Dreamliner by design

Boeing’s introduction of the 787 Dreamliner in 2004 signaled a significant departure from traditional commercial airplane manufacturing. With an airframe comprised of 50% carbon fiber reinforced plastic and other composites, the 787 entered history as the Boeing commercial airplane with the most extensive use of composite materials. Designers believed composites would offer numerous advantages over conventional aluminum designs, and they have since proven the advantages of composites are real.

“We have learned that composite structures can result in an unprecedented combination of efficient and robust structure design,” said Boeing Technical Fellow Patrick Enjuto. “Some of our earlier 787s are currently undergoing their first major maintenance inspections with excellent results. Operators are going in all the way to the bones of the airframe to get an extensive look at how the airplane is performing in service.”

Extensive testing has proven the durability of the Dreamliner’s composite airframe, Enjuto said. To date, about 700 in-service airplanes have undergone routine maintenance checks, revealing zero evidence of composite airframe fatigue.

787

The first decade by the numbers

• Opened more than 410 new nonstop routes
• Flew nearly half of the 15 longest routes in operation today
• Made more than 4.4M flights
• Served over 900M passengers

On average, each 787 operates about 600 flights per year.

Thanks to the material properties of composites and their use on the 787 fuselage structure, passengers enjoy the view from the largest windows available for commercial jets.
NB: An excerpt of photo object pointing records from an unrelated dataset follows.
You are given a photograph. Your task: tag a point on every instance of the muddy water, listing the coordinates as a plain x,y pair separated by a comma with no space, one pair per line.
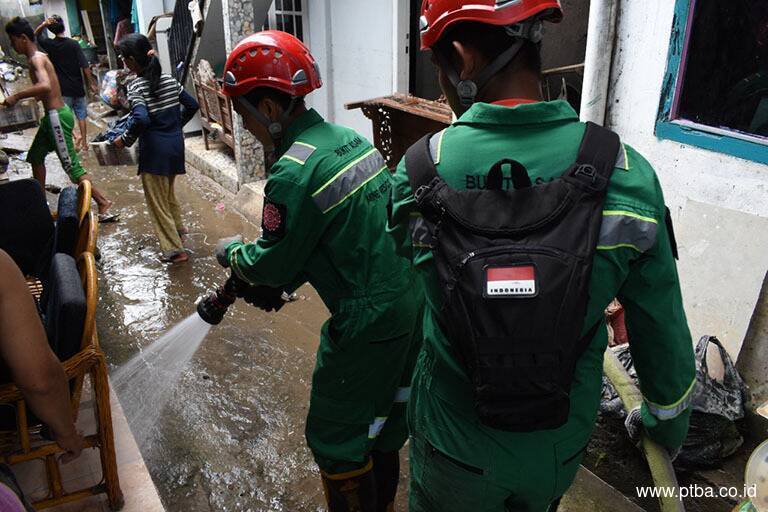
232,437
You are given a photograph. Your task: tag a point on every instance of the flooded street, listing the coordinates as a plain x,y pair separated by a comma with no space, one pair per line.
232,436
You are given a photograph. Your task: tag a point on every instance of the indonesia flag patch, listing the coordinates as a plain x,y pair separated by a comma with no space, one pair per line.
518,281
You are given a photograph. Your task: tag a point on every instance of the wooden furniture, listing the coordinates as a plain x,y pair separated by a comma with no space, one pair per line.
214,108
83,199
88,362
400,120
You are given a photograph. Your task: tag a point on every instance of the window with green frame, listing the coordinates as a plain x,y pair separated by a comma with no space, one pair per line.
715,93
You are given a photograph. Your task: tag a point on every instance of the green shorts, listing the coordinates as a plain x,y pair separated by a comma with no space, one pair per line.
55,134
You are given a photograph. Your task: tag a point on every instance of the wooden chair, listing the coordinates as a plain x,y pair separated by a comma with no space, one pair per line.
83,199
215,107
89,231
89,361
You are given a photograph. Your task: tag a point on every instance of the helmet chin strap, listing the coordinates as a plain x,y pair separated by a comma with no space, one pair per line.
275,128
467,90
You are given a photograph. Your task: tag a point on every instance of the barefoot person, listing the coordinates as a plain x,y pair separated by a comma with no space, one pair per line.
71,66
55,131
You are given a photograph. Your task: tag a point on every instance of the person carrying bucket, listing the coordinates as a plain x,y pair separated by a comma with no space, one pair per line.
323,222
Beyond the open-cabin aesthetic, Enjuto said composite materials offer more options in cabin design, contributing to lower cabin altitude pressurization and increased cabin humidity.

According to 787 Chief Engineer John Murphy, composite materials reduce airplane weight and provide aerodynamic benefits, contributing to the 787 Dreamliner being up to 25% more fuel-efficient than previous-generation airplanes. Since entering service in 2011, the 787 has avoided more than 170 billion pounds (77 billion kilograms) of carbon emissions.

End-design in mind

Composites have transformed airplane design, offering several advantages over traditional materials:

• High strength-to-weight ratio: Composites are often stronger than steel yet lighter than aluminum, making them ideal for airplane construction.
• Corrosion resistance: Unlike metals, composites do not corrode, enhancing durability, especially in harsh environments.
• Fatigue resistance: Composites can endure cyclic stresses without degradation, improving the life span of the airplane.
• Design flexibility: Composites can be molded into complex shapes, allowing for more innovative and efficient structures.
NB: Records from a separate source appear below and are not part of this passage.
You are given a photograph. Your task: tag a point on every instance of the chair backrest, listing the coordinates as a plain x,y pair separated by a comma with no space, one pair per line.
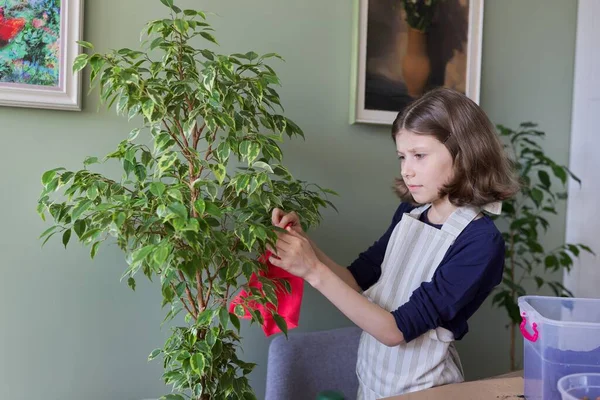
310,362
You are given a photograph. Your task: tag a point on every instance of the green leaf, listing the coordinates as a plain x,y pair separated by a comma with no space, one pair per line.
209,37
66,237
148,109
219,171
92,192
142,253
179,210
198,363
263,165
280,323
161,254
167,160
168,3
200,206
80,62
81,208
90,235
224,317
234,319
253,152
181,25
79,227
213,209
119,218
239,311
157,188
223,152
94,249
155,353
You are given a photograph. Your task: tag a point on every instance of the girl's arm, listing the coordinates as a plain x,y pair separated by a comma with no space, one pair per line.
343,273
297,256
282,219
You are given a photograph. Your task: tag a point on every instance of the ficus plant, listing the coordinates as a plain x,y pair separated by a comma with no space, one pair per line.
201,172
528,263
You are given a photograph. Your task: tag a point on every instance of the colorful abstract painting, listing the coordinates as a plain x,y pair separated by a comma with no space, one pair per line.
30,42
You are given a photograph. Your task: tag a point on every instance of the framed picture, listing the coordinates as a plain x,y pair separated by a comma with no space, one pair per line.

“One of the disadvantages to metals is they cannot be formed easily. Composites allow design engineers to take a more artistic, inspired-by-nature approach. You can soften the wing to look more like a bird’s wing for example, improving performance with a more aerodynamic and even elegant design,” said Boeing Technical Fellow Karin Anderson.

Boeing’s pioneering use of composites in the 787 Dreamliner set a precedent that continues to influence future products, most notably the 777X, which features an extraordinary composite wing design.